At the time of the Butler Brothers decision the latest expression of the Supreme Court of the United States upholding the propriety of the use of formula allocation where unitary management was shown, was said to be in 1936 ( North American Cement Corp. v. Graves, 269 N.Y. 507 [ 199 N.E. 510], 299 U.S. 517 [57 S.Ct. 311, 81 L.Ed. 381]). In 1941 that court affirmed the decision of this court in the Butler Brothers case with an opinion upholding the formula method of allocation in such cases. It was held that one who attacks a formula of apportionment assumes the burden of showing that it has resulted in the taxation of extra-territorial values. It was there declared that since all the factors in the conduct of the Butler Brothers business were essential to the realization of profits, the business was properly treated as unitary; that the apportionment formula based on property, payroll and sales was not inappropriate where the contribution of the California branch to the advantages of centralized management of the unitary enterprise and to the entire net income earned was not questioned; and that the employment of the formula method was fairly calculated to assign to California that portion of the net income reasonably attributable to business done within the state.
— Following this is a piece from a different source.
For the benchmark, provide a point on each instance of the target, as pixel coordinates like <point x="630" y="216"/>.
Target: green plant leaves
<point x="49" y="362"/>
The Butler Brothers case demonstrates that the mere production of a separate accounting system for one of the branches of an entire or unitary business is insufficient without more to overthrow an apportionment formula based on the appropriate factors of sales, property and payroll. The fairness of the three-factor formula was thereby settled. Only if the taxpayer can meet the burden of showing by sufficient evidence that the allocation formula does not apportion to California that part of the entire net income reasonably attributable to the business done in the state will the court disapprove its use in the particular case. The evidence introduced to overcome the formula method of allocation must go to each element of the formula equation. ( Butler Brothers v. McColgan, supra, 17 Cal.2d at p. 677-678.)
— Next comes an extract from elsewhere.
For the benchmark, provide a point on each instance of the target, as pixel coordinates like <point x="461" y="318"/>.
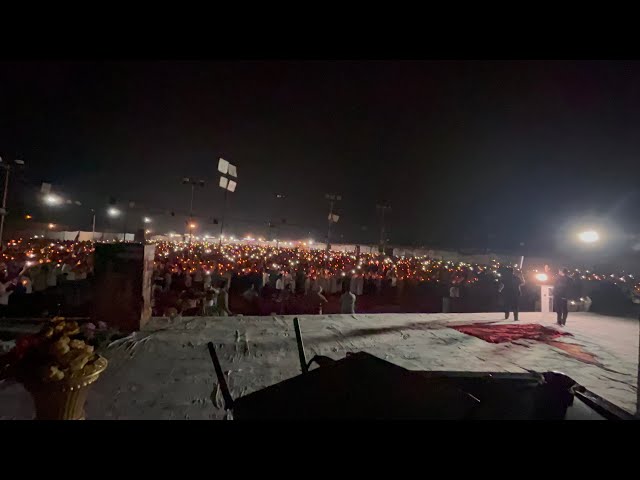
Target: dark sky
<point x="462" y="151"/>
 In the present case all of the elements of a unitary business are present — unity of ownership, unity of operation by centralized purchasing, management, advertising and accounting, and unity of use in the centralized executive force and general system of operation. The business of the parent and all of its subsidiaries is owned and managed under one centralized system, to the same extent as in the Butler Brothers case and other cases considered therein. Thus the business is unitary regardless of the fact that in the Butler Brothers case there was but one corporation involved, owning as parts of the unitary system seven different branches in as many states, and that in the present case there is a parent corporation owning and controlling as units of one system fifteen different branches organized as corporations in as many states. No difference in principle is discernable. If the crux of the matter is to ascertain that portion of the business which is done within this state, then the same considerations justify the use of the formula allocation method in the one case as in the other.
The plaintiff contends that the statute does not authorize the commissioner to apply the apportionment formula when the taxpayer is a California corporation, and is not the foreign (parent) corporation as in the Butler Brothers case.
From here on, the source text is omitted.